Internet Threat Dashboard

A real-time overview of the current internet threat landscape. Aggregates 7+ live feeds: ISC SANS threat level and top attackers, CISA Known Exploited Vulnerabilities, URLhaus malware URLs, Feodo botnet C2 servers, and SSLBL malicious certificates.

Last updated:

Fetches live data from 7+ threat intelligence sources

What is a threat intelligence dashboard?

A threat intelligence dashboard aggregates multiple live security feeds into a single view, giving analysts an at-a-glance understanding of the current threat landscape. Instead of checking individual feeds one by one, this dashboard pulls from SANS Internet Storm Center (global threat level and top attackers), CISA's Known Exploited Vulnerabilities catalog (confirmed active exploits), and the abuse.ch family of feeds (botnet C2, malware URLs, malicious certificates) in one load.

Key Terminology

ISC INFOCON
The Internet Storm Center's threat level indicator. Green means normal activity, yellow indicates noteworthy activity, orange signals significant threat, and red indicates a critical internet-wide emergency. It's the internet's equivalent of a weather alert system.
CISA KEV
The Known Exploited Vulnerabilities catalog — a list of CVEs that have been observed being actively exploited in the wild. Federal agencies are required to patch these by specific deadlines, and private organizations should treat these as top priorities.

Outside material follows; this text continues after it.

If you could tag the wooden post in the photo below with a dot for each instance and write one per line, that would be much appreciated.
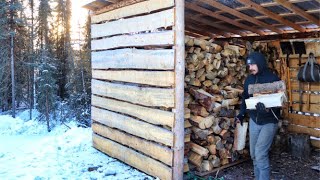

📊 Internet Threat Dashboard — Frequently Asked Questions

How often is the threat dashboard data updated?

Data is fetched live each time you load the page. ISC SANS INFOCON and attack statistics update multiple times daily. CISA KEV additions happen as new exploited vulnerabilities are confirmed. Feodo botnet data refreshes every few hours.

What does the SANS ISC INFOCON level mean?

INFOCON is a four-level scale — green (normal), yellow (notable increase in threats), orange (significant new threat), and red (severe disruption expected). It reflects the current global internet threat posture as assessed by the SANS Internet Storm Center.